The Tobin name is one with long ties to San Antonio. The family is descended from the city's original Canary Island settlers.

Edgar Tobin, a World War I flying ace and Robert's father, started Tobin Surveys after the war, which became the largest mapmaker for the oil industry and made the Tobins multimillionaires.

The family also has a long connection with Municipal Auditorium and the performing arts.

J. Bruce Bugg Jr., who heads the Performing Arts Center Foundation, the nonprofit overseeing the building's redesign, and who's a trustee of the Tobin Endowment, said Robert Tobin spent his free time as a teenager helping out with opera and theater productions.

That started in 1950, and in 1965 the stagehands paid back the favor, presenting him with a gold union card after a performance of “Faust.”

“Robert spent a lot of time here at the Municipal Auditorium at age 16 working backstage,” Bugg said. “He would just do anything on a volunteer basis. Then in '65, when they gave him that union card, it was like, ‘They accept me, I'm one of them.' It was a big deal to him.”

Tobin had the union card framed and kept it by his bedside, and in 1985 told the San Antonio Express-News: “I was speechless for perhaps the first and only time in my life.”

“The union doesn't give those out to just anybody,” said Rodney Smith, managing director of the foundation.

Tobin's love of theater and opera came from his mother, whose extensive charity work included helping organize the city's first symphony orchestra in 1939 and helping establish an opera series in San Antonio.

Margaret Tobin also sat on the advisory board of the Metropolitan Opera in New York and brought the Met's first Southwest Regional auditions to San Antonio more than 50 years ago.

And John Tobin, Robert Tobin's uncle, was mayor in the 1920s when Municipal Auditorium was built. His name is on the bronze dedication plaque.

Robert Tobin's love of opera and theater led him in college to start a theater-design collection that eventually would become among the best in the world. Included in his collection are original Broadway production designs from “My Fair Lady,'” “South Pacific'' and “West Side Story.''

In San Antonio, he was most closely linked to the McNay Art Museum. He donated his theater arts collection to the museum and served as chairman of the board of trustees for several years.

“The fact that this is being named for him is unbelievably appropriate,” said Linda Hardberger, who curated Tobin's theater collection and worked for him for 18 years. “It's something he felt very strongly about. His love was opera, but any kind of theater was his life.”


Fundraising efforts

With $15 million promised, the center's foundation board now enters its “quiet phase” of fundraising — essentially a time when board members and their companies donate money themselves and ask friends and colleagues to do the same.

“We think people are going to want to be a part of this,” said Richard Schlosberg III, the former publisher of the Los Angeles Times who now lives in San Antonio.

The fundraising will follow in the path of the McNay's successful $50.8 million capital campaign, the largest for the cultural arts in the city's history, which was completed in 2008 with the opening of the Stieren Center for Exhibitions.

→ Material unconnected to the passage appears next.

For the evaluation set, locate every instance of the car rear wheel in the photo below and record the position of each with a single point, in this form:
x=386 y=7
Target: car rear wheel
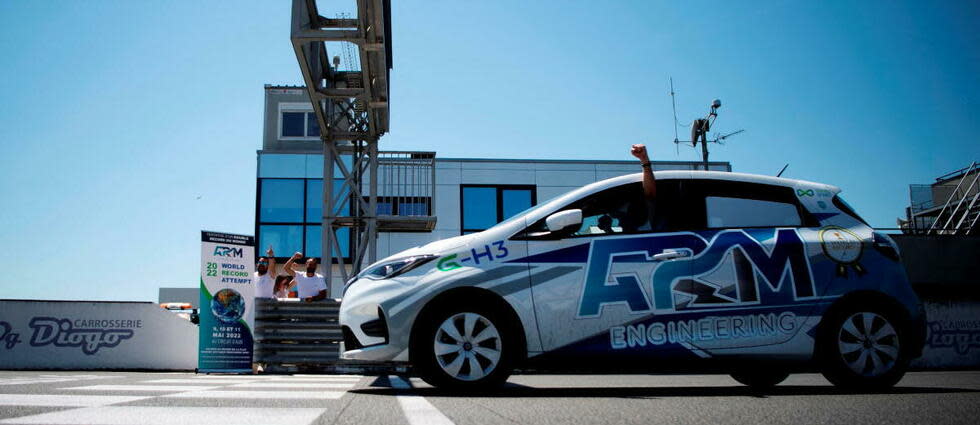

There, the McNay board raised $33 million through peer-to-peer contacts, going to those who could write big checks.

Part of that came from the endowment with a similar challenge grant. The endowment put up $5 million and asked McNay board members to raise another $10 million.

Bugg said he was confident the performing arts center board could convince people to donate $15 million.

“Here, we're going to do a dollar-for-dollar. It's proven to be a motivator,” Bugg said.

Bugg hopes the gift will be transformational for the center, making it possible to raise the additional $15 million in a short time period, and ultimately go beyond that to keep enhancing the project.

“An opportunity to build something like this doesn't come along every generation,” Bugg said.